If you read my blog much, you’ll have seen my occasional flirtation with Teaser Tuesday. You’ll have seen just how many random things are hiding in my writing files. So when the topic turned to what I should write next, I opened up the file and took a long, hard look. Then I closed it really fast and went out for a drink.
Later, with my resolve fortified through the consumption of alcohol, I came back and started sorting through all my ideas, drafts, and story parts and pieces. The more I sorted the more I was reminded of a windfall I received last year. A good friend of mine gifted me with several gallon Ziploc bags full of estate sale jewelry. How this came into her possession, I’m not at liberty to say, but she sent it to me with instructions to take anything I wanted and discreetly dispose of the rest.
Of course, the bags mostly contained broken strands of plastic beads, tarnished chains, chipped enamel brooches from the 1970s, and mateless earrings missing rhinestones. The usual junk that gets left behind after someone dies and their heirs have already gone through to pick out anything valuable.
In addition to the junk, however, I found a 14k gold ring set with amethyst and peridot, a string of old Czech glass beads that only needed a new clasp, a clever bracelet made of pesos strung together with wire, and the lovely Indian woven silver necklace I’m wearing in my official author photo.
Sorting through my writing files was like being presented with a giant plastic bag of cast off jewelry and being told, “In this bag of junk there are two pieces of treasure.
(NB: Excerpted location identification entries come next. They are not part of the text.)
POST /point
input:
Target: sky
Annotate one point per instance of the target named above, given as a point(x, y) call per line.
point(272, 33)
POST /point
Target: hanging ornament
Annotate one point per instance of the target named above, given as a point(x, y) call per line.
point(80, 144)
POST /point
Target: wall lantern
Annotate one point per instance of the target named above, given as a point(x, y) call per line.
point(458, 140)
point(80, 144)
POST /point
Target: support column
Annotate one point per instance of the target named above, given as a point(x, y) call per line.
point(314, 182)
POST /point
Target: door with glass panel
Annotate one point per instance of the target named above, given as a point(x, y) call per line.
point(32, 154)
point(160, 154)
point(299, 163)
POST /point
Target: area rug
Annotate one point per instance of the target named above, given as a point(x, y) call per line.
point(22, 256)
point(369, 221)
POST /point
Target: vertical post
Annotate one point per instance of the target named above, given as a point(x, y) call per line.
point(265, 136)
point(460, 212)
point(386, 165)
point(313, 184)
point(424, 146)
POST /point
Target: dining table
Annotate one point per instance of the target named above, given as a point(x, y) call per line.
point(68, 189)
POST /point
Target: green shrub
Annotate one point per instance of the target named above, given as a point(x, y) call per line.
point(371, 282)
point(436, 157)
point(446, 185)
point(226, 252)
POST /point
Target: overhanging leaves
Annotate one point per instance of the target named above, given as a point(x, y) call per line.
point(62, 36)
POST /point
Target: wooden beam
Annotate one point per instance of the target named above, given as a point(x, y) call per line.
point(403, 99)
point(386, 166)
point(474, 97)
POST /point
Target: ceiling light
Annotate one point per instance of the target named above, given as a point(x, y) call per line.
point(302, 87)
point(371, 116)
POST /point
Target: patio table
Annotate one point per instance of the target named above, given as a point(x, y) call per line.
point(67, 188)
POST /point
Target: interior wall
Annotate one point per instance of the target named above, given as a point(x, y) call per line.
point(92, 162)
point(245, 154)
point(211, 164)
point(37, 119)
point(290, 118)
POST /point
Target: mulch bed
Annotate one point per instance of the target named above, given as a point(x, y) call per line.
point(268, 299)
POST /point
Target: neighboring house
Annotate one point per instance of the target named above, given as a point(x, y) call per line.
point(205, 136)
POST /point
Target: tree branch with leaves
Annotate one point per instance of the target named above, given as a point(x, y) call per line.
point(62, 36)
Your task: find the treasure.” I pulled out things that seemed promising, as well as some things that were intriguing, and here and there a few things that feel like treasure to me. I sent them off to my agent to see if my idea of treasure and her idea of treasure match up.
It was scary, but liberating. I’ve never shown anyone the depth and breadth of my writing files. When I hit send, I felt like an inmate in an asylum, with all my crazy ideas heaped up around me on random bits of paper, but I also felt like a dragon, reclining upon my glittering hoard of ill-gotten chalices, swords, and crowns.
The good news is that on several points, my idea of treasure and my agent’s idea of treasure are similar. Out of the seventeen things I sent her, we found three that we both thought looked like projects my time would be well spent on. Of course, the down side to having made this decision is that I have to stop frittering around, and get to work.